Load weather data from a local CSV or NetCDF file.
Parameters:
| Name | Type | Default | Description |
|---|---|---|---|
file_path |
PathLike |
required | Path to .csv, .nc, or .nc4 file. |
var_map |
Mapping[str, str] |
required | Mapping from file column/variable names to SCOPE names. |
time_column |
str |
"time" |
Column name for timestamps in CSV files. |
time_format |
str or None |
None |
strptime format for time parsing.
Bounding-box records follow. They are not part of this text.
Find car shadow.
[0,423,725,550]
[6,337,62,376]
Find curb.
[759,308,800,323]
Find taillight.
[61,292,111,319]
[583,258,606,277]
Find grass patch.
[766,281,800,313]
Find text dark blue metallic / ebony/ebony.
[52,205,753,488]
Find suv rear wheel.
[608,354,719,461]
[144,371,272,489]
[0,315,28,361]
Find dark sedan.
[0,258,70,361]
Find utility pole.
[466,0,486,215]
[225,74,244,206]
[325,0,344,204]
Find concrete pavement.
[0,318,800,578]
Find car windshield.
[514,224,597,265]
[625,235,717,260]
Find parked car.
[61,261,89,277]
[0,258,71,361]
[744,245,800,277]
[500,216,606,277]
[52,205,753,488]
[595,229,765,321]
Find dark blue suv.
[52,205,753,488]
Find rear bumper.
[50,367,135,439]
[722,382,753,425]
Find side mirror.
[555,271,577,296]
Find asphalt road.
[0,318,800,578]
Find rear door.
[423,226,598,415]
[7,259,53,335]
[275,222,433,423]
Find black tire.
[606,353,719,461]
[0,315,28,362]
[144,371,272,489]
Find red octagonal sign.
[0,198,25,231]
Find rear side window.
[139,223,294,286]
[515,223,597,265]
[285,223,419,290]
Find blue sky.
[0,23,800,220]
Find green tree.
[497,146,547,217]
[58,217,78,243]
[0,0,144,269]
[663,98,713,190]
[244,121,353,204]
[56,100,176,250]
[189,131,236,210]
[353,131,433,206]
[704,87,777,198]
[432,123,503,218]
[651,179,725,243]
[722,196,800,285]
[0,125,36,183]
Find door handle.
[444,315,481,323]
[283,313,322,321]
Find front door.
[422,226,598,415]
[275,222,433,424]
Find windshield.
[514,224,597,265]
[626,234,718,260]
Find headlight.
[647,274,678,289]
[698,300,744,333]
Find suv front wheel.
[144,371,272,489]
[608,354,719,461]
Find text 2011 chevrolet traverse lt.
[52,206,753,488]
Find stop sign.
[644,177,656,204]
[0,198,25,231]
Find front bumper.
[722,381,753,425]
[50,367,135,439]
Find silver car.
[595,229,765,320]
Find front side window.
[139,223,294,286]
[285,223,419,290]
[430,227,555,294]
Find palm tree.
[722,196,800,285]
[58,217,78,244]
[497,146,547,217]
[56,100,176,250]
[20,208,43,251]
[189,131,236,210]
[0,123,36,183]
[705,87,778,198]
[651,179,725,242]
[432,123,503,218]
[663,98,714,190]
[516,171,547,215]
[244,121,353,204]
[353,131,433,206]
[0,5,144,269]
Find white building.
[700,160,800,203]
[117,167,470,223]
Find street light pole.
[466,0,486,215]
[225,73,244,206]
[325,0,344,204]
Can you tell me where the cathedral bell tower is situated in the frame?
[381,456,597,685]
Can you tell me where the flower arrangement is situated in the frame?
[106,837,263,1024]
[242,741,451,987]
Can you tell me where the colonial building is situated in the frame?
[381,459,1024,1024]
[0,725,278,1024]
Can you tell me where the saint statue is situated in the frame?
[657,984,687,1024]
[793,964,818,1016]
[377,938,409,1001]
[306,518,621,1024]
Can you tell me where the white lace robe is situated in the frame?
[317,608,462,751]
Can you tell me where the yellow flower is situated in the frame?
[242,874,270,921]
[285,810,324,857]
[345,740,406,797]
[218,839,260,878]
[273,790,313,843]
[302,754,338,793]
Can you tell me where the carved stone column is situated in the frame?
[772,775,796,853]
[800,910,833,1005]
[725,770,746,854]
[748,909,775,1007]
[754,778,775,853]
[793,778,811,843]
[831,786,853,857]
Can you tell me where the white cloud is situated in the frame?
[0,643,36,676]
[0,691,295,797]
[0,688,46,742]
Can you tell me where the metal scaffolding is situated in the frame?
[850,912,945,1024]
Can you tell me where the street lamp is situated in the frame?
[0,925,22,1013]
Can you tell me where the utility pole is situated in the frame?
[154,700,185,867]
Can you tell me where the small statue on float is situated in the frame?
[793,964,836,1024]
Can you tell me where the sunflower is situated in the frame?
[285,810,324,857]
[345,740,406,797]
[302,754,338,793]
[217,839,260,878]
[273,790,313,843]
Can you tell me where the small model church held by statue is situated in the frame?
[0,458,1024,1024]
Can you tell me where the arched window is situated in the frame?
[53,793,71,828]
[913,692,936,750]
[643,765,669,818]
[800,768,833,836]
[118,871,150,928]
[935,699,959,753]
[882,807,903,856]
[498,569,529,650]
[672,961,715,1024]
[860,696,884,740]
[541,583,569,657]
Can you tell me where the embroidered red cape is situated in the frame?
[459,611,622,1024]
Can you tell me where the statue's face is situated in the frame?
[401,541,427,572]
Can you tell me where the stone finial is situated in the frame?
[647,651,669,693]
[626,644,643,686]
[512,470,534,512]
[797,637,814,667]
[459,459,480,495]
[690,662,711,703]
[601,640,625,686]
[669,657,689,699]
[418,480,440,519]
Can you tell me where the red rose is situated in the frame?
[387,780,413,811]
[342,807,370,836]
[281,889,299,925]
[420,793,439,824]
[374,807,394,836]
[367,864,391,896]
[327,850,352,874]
Auto-inferred if None. |
Usage:
from datetime import datetime
from arc_scope.weather.local import LocalProvider
provider = LocalProvider(
file_path="weather_data.csv",
var_map={
"air_temp_c": "Ta",
"sw_radiation": "Rin",
"lw_radiation": "Rli",
"vapour_pressure": "ea",
"pressure": "p",
"wind_speed": "u",
},
time_column="timestamp",
)
ds = provider.fetch(
bounds=(5.0, 51.0, 6.0, 52.0),
time_range=(datetime(2021, 6, 1), datetime(2021, 9, 30)),
)
Radiation Partitioning¶
Defined in arc_scope.weather.radiation:
partition_shortwave¶
def partition_shortwave(
rin: np.ndarray,
sza: np.ndarray,
doy: np.ndarray,
) -> tuple[np.ndarray, np.ndarray]:
Partition total incoming shortwave radiation into direct (beam) and diffuse components using the BRL diffuse-fraction model.
Parameters:
| Name | Type | Description |
|---|---|---|
rin |
np.ndarray |
Total incoming shortwave radiation (W m-2). |
sza |
np.ndarray |
Solar zenith angle (degrees). |
doy |
np.ndarray |
Day of year. |
Returns: (direct, diffuse) tuple of arrays in W m-2.
diffuse_fraction_brl¶
def diffuse_fraction_brl(kt: np.ndarray) -> np.ndarray:
Estimate the diffuse fraction using the Boland-Ridley-Lauret logistic model.
extraterrestrial_irradiance¶
def extraterrestrial_irradiance(doy: np.ndarray) -> np.ndarray:
Compute top-of-atmosphere solar irradiance accounting for Earth-Sun distance using the Spencer (1971) correction.
WeatherCache¶
class WeatherCache:
def __init__(self, cache_dir: PathLike): ...
def get(self, key: str) -> xr.Dataset | None: ...
def put(self, key: str, ds: xr.Dataset) -> Path: ...
def clear(self) -> int: ...
Simple file-system cache for xarray weather datasets, stored as NetCDF files keyed by a string identifier. Used internally by ERA5Provider.